BACKGROUND: The effect of methyl jasmonate (MJ) on ginsenoside production in different organs of ginseng (Panax ginseng Meyer) was evaluated after the whole plant was dipped in an MJ-containing solution. MJ can induce the production of antioxidant defense genes and secondary metabolites in plants. In ginseng, MJ treatment in adventitious root resulted in the increase of dammarenediol synthase expression but a decrease of cycloartenol synthase expression, thereby enhancing ginsenoside biosynthesis. Although a previous study focused on the application of MJ to affect ginsenoside production in adventitious roots, we conducted our research on entire plants by evaluating the effect of exogenous MJ on ginsenoside production with the aim of obtaining new approaches to study ginsenoside biosynthesis response to MJ in vivo. METHODS: Different parts of MJ-treated ginseng plants were analyzed for ginsenoside contents (fine root, root body, epidermis, rhizome, stem, and leaf) by high-performance liquid chromatography.

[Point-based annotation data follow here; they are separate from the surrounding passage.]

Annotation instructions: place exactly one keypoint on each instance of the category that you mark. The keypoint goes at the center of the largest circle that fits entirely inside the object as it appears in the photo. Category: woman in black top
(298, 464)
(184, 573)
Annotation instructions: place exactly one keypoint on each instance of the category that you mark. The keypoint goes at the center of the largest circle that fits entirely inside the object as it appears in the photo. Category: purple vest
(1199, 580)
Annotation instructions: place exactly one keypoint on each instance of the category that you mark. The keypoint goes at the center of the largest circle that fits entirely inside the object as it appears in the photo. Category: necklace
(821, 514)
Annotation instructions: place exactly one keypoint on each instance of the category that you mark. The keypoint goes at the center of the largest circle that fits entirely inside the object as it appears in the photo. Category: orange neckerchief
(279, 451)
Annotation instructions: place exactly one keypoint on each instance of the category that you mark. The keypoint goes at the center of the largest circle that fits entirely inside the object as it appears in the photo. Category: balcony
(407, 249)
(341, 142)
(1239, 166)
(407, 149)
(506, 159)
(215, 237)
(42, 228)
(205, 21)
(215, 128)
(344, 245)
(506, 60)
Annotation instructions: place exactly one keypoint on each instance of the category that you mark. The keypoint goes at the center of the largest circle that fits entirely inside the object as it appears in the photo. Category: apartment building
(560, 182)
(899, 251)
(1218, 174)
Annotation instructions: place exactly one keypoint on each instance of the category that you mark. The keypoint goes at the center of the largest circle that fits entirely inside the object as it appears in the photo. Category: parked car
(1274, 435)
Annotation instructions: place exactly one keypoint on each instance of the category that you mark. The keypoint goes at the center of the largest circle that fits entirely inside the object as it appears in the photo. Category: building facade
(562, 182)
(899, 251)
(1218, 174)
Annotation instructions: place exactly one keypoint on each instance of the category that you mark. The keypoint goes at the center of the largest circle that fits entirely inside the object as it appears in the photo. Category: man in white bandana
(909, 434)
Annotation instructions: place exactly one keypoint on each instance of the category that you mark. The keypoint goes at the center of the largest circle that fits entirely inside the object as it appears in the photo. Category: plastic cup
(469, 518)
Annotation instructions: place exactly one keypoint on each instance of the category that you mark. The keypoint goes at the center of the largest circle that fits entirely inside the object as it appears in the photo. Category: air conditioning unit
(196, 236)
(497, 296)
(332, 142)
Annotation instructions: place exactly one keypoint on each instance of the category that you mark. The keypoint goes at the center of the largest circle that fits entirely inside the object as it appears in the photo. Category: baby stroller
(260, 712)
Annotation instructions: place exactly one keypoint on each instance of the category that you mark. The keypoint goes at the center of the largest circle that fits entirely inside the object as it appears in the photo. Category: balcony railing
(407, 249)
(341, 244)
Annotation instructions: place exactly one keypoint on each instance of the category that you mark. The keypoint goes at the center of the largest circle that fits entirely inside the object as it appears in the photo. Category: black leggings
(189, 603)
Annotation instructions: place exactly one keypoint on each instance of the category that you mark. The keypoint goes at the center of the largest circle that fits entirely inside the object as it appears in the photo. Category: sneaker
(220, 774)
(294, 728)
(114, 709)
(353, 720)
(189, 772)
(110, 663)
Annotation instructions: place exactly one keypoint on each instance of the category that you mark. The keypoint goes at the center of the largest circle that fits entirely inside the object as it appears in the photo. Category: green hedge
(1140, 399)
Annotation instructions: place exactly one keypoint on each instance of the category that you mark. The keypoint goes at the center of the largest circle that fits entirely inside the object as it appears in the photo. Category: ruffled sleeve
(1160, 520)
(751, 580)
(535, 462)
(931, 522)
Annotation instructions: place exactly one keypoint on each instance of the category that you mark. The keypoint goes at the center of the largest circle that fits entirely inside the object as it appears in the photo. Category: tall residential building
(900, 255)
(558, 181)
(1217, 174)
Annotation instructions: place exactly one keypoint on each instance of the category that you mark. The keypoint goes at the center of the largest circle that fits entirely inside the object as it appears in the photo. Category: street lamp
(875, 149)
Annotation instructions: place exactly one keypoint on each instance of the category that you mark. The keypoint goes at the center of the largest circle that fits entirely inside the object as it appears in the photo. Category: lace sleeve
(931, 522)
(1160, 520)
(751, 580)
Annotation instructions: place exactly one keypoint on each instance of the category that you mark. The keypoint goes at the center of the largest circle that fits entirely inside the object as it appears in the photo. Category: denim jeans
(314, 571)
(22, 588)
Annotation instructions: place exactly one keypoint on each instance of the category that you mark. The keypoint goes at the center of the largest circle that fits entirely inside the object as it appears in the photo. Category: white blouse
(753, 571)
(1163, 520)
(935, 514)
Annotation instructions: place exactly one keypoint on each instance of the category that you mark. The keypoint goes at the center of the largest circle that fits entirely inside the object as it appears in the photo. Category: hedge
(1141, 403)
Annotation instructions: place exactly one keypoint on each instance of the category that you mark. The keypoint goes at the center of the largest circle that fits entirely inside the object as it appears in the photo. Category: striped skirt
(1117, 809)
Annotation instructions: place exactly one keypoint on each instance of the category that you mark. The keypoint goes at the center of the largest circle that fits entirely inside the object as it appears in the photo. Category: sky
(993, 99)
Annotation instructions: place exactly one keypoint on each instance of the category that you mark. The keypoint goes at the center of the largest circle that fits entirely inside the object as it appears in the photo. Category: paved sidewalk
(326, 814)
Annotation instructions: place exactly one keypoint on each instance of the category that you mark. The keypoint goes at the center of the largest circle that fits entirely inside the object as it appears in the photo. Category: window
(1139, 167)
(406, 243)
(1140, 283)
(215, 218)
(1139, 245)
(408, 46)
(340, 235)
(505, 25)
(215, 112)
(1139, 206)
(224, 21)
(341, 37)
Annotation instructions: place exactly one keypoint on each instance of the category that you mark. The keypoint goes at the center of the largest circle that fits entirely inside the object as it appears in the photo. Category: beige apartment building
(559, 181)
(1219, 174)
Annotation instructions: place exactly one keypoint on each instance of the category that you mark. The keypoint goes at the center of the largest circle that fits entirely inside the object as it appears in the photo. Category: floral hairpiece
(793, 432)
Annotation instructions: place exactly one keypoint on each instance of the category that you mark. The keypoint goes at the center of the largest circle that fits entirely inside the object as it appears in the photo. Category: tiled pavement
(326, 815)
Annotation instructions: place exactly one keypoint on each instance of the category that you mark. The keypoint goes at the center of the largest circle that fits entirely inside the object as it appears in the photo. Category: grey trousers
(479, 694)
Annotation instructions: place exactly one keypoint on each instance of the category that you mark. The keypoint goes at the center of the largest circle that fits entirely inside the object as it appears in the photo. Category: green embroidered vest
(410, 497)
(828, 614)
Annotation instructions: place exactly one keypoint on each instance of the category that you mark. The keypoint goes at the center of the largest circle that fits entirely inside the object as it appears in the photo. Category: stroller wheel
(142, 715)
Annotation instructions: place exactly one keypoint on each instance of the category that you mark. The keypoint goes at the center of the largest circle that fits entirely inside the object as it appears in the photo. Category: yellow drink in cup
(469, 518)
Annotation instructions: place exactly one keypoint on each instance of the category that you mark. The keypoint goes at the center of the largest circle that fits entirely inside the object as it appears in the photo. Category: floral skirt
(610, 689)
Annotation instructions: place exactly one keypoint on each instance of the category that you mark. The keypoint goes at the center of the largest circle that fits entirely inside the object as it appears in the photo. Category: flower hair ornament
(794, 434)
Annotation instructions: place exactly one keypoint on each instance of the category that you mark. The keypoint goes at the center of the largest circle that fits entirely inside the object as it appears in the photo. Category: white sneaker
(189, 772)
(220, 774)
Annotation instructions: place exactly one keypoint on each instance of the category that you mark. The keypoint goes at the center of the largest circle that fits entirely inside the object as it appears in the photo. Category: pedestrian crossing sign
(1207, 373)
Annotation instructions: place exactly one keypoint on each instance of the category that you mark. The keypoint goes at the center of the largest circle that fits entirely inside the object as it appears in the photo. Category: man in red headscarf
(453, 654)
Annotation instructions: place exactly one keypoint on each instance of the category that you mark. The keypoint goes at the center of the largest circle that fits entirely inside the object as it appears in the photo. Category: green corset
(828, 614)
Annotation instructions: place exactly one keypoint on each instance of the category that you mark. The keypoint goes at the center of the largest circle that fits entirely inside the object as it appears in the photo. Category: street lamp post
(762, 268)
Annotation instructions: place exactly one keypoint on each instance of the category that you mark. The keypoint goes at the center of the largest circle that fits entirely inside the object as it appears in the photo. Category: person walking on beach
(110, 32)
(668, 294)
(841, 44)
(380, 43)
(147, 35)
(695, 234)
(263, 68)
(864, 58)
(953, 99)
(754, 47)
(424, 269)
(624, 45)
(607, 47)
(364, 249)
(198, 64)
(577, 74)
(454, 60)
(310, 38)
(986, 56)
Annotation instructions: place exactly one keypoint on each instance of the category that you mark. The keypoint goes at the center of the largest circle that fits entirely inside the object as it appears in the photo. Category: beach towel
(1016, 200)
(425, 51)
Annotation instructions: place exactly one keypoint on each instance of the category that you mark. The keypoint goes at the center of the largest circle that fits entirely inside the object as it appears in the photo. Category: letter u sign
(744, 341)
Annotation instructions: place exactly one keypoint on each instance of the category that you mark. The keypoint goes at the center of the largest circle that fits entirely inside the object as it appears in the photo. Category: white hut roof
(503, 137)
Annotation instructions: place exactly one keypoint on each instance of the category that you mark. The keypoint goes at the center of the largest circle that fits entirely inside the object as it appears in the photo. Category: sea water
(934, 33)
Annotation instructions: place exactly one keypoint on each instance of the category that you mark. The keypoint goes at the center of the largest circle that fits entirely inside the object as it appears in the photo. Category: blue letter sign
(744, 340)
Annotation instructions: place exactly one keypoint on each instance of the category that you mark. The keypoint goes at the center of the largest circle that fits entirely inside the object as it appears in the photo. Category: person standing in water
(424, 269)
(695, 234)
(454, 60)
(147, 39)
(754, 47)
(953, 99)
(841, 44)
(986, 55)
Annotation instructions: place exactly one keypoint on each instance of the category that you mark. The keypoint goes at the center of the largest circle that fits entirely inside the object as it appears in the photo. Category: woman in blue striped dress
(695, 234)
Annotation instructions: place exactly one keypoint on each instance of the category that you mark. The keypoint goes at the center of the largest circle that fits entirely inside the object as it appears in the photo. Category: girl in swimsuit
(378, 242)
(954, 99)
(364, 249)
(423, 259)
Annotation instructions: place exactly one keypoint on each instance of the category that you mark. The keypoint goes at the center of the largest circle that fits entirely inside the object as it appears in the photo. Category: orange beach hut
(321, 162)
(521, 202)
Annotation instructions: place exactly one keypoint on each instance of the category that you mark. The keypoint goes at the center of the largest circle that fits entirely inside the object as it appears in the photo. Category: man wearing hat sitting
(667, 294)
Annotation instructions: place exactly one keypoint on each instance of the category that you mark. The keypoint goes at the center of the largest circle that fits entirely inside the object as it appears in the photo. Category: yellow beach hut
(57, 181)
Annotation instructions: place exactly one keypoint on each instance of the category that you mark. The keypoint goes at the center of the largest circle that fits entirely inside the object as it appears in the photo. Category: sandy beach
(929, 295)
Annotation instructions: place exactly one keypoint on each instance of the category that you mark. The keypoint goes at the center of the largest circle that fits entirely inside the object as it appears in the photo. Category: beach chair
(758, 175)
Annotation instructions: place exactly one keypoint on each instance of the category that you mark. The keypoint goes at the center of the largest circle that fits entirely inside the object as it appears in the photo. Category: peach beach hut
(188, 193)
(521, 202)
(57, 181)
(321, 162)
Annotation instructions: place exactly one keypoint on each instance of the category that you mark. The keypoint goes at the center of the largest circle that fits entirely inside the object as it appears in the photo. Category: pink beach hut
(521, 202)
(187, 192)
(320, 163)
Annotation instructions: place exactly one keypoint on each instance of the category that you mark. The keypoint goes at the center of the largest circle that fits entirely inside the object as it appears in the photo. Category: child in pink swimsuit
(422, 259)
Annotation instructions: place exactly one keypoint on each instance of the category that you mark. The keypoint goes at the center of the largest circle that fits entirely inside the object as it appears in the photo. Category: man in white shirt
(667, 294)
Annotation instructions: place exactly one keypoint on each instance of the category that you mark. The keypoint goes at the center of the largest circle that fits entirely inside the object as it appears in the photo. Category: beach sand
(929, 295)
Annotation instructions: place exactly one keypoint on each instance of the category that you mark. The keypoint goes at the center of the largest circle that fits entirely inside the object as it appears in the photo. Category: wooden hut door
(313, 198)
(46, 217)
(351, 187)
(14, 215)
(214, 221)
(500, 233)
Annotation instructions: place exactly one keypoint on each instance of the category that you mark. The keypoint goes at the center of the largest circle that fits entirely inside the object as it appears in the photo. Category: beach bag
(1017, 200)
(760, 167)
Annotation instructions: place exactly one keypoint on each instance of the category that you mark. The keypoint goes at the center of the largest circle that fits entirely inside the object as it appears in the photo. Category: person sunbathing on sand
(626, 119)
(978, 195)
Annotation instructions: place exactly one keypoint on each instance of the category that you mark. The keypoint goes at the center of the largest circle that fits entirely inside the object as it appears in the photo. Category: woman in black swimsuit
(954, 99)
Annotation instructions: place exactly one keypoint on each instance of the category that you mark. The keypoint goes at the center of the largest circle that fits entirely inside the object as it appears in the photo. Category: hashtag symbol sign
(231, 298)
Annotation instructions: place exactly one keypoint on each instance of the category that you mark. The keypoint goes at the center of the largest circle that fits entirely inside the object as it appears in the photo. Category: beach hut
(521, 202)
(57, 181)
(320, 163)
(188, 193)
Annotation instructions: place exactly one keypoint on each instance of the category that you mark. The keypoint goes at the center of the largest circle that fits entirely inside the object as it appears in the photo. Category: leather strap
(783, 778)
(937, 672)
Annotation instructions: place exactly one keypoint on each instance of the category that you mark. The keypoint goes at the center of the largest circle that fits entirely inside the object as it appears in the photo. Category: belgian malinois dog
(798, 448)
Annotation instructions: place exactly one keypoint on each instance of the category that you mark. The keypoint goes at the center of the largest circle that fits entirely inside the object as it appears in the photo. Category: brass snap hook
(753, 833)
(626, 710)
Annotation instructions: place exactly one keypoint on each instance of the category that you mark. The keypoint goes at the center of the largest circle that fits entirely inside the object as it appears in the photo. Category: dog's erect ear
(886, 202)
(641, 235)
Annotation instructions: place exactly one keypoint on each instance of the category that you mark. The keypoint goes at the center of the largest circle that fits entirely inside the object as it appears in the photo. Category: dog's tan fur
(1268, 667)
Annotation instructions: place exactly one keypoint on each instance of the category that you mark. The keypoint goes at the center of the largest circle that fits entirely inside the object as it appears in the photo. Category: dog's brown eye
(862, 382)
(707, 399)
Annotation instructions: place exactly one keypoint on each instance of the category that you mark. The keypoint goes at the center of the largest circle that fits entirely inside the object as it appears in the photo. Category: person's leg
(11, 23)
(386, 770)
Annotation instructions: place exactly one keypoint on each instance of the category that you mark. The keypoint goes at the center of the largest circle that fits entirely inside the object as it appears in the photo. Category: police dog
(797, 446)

RESULTS: The total ginsenoside content of the ginseng root significantly increased after 2 d of MJ treatment compared with the control not subjected to MJ. Our results revealed that MJ treatment enhances ginsenoside production not in the epidermis but in the stele of the ginseng root, implying transportation of ginsenosides from the root vasculature to the epidermis. Application of MJ enhanced protopanaxadiol (PPD)-type ginsenosides, whereas chilling treatment induced protopanaxatriol (PPT)-type ginsenosides. CONCLUSION: These findings indicate that the production of PPD-type and PPT-type ginsenosides is differently affected by abiotic and biotic stresses in the ginseng plant, and they might play different defense mechanism roles.